On a bench they sit close together, a slight breeze rustling the tree leaves. Her eyes examine the dark bushes for evidence of life. A patrol car passes slowly, and the two cops inside stare at them. For a miserable moment, she fears the cops will stop and ask questions, but they drive on. “Assholes,” she mutters.

“Cursing isn’t going to change the racist fabric of closed minds. Waste of energy, Josie. I learned much from the Vietnamese in Cuba. They make a great distinction between the people and the government, which sometimes we forget to do. They also taught me that small attitudes are the last to change.”

“Are you saying cops are the people?”

“Not particularly, just that white radicals don’t always make distinctions. Symbolism is more important to you than it is to our people.”

“Do you think the draft board was symbolic?”

“Yeah, I heard about that. It’s only a slap at government property. It sure doesn’t organize people to change their lives, right?”

His words mirror her feelings, but with Miles taking up space in her head, she says nothing.

“That’s why the Panther breakfast, prison, and clothing programs are so important. They offer material aid while demonstrating how life should be, which pisses off the Man, who is afraid of revolutionary examples, see? Anyway, it’s the people who make revolution, not a handful of radicals. The difference between Black and white radicals is that Black people are used to the long haul.”

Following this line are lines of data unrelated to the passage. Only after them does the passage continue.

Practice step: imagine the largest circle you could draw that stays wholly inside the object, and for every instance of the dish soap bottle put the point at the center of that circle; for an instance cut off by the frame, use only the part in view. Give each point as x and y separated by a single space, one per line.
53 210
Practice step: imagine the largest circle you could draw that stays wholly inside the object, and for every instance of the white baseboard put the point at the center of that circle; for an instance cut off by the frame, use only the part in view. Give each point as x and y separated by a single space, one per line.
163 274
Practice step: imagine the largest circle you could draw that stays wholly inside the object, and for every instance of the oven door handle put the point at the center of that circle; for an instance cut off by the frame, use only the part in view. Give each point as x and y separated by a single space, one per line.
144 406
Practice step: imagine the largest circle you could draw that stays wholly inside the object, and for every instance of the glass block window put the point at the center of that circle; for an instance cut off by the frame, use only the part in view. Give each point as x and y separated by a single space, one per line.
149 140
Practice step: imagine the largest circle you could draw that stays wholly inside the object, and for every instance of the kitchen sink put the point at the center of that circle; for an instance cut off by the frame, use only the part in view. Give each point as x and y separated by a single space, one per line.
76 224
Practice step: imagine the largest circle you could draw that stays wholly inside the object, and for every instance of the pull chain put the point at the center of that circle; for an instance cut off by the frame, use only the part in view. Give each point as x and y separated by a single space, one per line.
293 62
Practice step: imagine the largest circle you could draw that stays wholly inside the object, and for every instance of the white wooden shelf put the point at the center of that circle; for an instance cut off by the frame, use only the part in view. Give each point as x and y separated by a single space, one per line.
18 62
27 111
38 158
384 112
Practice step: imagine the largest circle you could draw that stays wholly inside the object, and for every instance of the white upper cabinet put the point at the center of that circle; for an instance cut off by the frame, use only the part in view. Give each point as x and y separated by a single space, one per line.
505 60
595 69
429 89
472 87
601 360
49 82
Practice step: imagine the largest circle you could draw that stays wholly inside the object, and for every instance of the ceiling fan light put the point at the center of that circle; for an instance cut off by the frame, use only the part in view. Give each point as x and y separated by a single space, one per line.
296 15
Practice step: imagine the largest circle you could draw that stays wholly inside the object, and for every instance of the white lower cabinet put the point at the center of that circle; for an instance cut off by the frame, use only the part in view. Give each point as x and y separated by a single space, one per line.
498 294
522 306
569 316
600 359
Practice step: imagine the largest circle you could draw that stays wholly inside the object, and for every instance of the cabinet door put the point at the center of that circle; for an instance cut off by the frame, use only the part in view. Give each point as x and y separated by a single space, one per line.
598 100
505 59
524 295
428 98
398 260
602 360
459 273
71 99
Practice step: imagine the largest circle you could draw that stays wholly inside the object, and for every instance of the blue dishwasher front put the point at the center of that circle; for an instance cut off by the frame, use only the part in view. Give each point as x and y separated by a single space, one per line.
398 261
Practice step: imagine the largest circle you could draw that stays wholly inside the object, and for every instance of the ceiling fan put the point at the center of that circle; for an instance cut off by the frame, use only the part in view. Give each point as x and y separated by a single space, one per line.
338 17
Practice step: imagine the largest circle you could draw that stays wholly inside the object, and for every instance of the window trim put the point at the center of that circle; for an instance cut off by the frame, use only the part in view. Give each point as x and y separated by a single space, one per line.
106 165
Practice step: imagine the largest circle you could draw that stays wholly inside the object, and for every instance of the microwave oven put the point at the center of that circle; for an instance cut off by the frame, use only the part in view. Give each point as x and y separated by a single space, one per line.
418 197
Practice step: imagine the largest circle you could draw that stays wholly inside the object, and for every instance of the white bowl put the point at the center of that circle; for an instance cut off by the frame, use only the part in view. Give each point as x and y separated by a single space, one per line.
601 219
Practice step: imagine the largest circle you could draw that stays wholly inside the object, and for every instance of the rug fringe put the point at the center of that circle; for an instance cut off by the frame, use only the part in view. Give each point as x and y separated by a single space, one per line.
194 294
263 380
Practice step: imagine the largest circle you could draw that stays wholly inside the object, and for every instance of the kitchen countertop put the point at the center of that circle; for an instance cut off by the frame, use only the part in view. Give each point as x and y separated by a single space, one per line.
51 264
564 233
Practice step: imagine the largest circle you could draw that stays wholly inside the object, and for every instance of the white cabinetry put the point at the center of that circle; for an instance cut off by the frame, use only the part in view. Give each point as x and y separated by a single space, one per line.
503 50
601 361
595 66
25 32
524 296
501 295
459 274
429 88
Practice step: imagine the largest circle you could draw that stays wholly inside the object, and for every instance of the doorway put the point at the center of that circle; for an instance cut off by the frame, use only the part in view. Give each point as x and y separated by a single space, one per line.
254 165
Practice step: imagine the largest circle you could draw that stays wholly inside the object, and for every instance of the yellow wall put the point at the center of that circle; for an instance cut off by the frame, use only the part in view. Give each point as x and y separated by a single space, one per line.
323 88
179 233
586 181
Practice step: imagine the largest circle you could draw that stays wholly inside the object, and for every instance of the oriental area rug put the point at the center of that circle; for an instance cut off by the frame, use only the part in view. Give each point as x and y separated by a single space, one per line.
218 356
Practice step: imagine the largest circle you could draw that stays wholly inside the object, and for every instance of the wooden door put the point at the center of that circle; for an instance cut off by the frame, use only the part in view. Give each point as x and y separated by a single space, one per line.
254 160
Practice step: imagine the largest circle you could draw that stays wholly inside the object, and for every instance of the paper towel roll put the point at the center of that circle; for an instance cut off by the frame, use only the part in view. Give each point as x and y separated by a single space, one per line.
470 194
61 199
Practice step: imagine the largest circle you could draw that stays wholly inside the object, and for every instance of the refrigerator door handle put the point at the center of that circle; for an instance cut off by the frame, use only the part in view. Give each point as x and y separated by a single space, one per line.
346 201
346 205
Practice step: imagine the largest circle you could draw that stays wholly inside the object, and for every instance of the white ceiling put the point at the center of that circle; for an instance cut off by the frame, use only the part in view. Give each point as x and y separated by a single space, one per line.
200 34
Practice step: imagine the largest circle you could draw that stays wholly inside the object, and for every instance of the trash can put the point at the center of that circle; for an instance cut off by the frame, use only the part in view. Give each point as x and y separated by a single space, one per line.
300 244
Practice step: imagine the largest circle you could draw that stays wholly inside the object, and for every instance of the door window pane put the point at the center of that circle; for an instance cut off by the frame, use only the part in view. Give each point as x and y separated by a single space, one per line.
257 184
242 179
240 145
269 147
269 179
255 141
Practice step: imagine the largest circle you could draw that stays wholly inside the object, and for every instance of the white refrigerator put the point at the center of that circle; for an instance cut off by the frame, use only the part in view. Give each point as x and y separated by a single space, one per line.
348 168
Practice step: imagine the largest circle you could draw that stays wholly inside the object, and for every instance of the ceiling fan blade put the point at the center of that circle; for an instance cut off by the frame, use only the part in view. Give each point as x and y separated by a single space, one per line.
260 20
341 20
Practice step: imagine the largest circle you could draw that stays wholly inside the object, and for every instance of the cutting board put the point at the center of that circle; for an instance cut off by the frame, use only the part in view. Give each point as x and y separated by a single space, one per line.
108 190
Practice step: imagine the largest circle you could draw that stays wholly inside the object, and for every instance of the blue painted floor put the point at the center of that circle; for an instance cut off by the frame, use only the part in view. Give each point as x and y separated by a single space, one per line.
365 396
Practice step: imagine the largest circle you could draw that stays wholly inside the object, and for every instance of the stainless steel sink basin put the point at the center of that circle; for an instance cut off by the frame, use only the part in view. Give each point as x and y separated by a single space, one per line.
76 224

“Are you saying white radicals are just playing around?”

“I won’t deny it.”

These are distancing words. No, she mustn’t read into them more than that they’ve been away from each other too long; it’s loosened the connection. She won’t allow distance between them.

“I need to hear who you met, what you accomplished. Tell me.” Her face upturned, a captive audience of one.

“So much happened. Where to begin . . . ? I don’t know.”

“The mission, you as emissary, what happened with that?”

“We opened a Panther office in Ghana, left two of our cadre there.”

“Wow, impressive. Will you rotate people to Ghana?”

“We plan to send people into several of the countries.”

“That must be so satisfying. Though, I did miss you. A lot.” Her eyes on his remain steady, and he reads her, thank heaven. He pulls her close, kisses her forehead. She breathes in his familiar scent and thinks but isn’t sure that the sky is beginning to brighten.